Methods to enhance embryo quality and recovery rates in superovulated beef cows
Tyler M. Dohlman
Methods to enhance embryo quality and recovery rates in superovulated beef cows were investigated. In the first study, uteri from superovulated heifers on day of recovery were harvested immediately following exsanguination and sectioned into 3 segments per horn plus the oviduct (8 sections per total uterus). Each section was thoroughly flushed through individual filters, searched and evaluated. Sectioning of the uterine horns impacted location of embryos with the majority of embryos located in the tip and middle third of each horn. In comparing these two sections, a greater percentage of the embryos were in the tip than in the middle third.

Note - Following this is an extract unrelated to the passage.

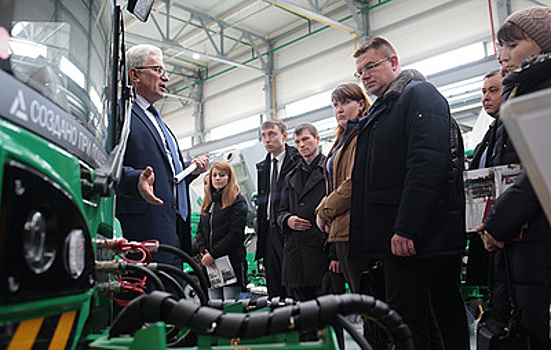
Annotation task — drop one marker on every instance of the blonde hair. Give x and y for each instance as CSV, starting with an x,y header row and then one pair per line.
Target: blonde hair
x,y
349,91
230,191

Interestingly, embryos were recovered in both the oviduct and the base of the uterine horns. Based on these data, at time of embryo recovery, an embryo transfer (ET) practitioner should focus their recovery efforts towards the tip and middle third of the horns and potentially incorporating the body of the uterus to be include all potential embryo locations.
In the second study, effects of endogenous progesterone (P4) concentrations on embryo production were evaluated. Beef cows were superovulated following a CIDR-based presynchronization coupled with ultrasound-guided dominant follicle ablation (DFA). Comparison of high progesterone (HP) concentrations to low progesterone (LP) concentrations was achieved by administration of prostaglandin F2α (PGF) at DFA to the LP group while HP maintained their CL during superstimulation. Superovulation protocol included decreasing dosages of follicle stimulating hormone twice daily over 4 days and timed artificial insemination performed twice (12 hours apart). A greater proportion of quality grade 1 embryos were recovered from the LP cows compared to the HP cows, which had a greater number of quality grade 3 and 4 (degenerate) embryos. Additionally, a greater proportion of embryos recovered were developmental stage 6 and 7 in the LP cows. It should be noted, however, that more total embryos were recovered from HP than LP cows. There were no differences in total transferrable quality embryos between treatments.

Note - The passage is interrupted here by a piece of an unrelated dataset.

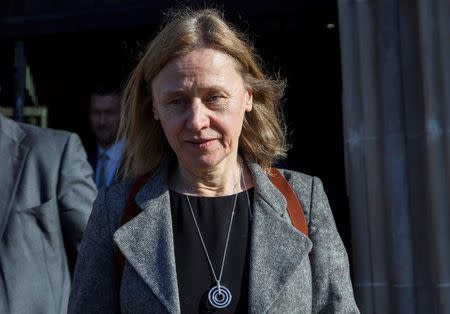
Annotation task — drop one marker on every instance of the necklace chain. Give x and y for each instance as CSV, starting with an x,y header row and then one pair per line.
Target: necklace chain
x,y
218,280
219,296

A third study was designed to evaluate the effects of stage and grade of embryos on embryonic sex. In vivo-derived embryos from d 7 superovulated recoveries were biopsied using a micromanipulator with a microsurgical blade and the sex was determined using PCR techniques. Despite differences in developmental stage between embryos, they were not found to impact sex determination. However, differences in quality grade impacted embryonic sex determination. Specifically, a greater proportion of quality grade 2 embryos were female while a greater proportion of grade 1 embryos were males.

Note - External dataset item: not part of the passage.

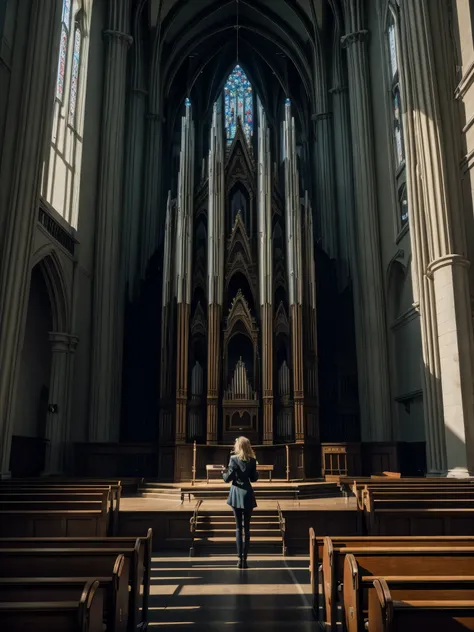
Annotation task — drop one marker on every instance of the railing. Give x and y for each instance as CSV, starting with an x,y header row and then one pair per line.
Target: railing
x,y
282,522
193,524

In application of these studies, a practitioner with a cattle producer who wants to maximize embryo output and has recipient cows available for transferring fresh embryos at time of recovery could superstimulate the donor under the influence of uninhibited P4 concentration. This would be followed with recovery on d 7 with placement of the catheter at the base of each horn for horn flushing while potentially incorporating the uterus during the recovery to perform a thorough flush of the entire uterus. Ideally, this scenario should yield a greater number of embryos, however quality may be compromised, yet could be transferred fresh into recipients. Additionally, with the potential for an increase in quality grade 2 embryos from the recovery, our data suggests the potential for an increased number of heifer calves. On the other hand, if a seed stock producer wants to cryopreserve the best embryos from their donor, our data would suggest implementing a superovulation protocol under the influence of LP, followed by horn flushing method in which the catheter is placed at the base of each horn on d 6 -7. Our results would suggest this recovery would produce a greater proportion of freezable, grade 1 embryos which could increase the probability of producing bulls.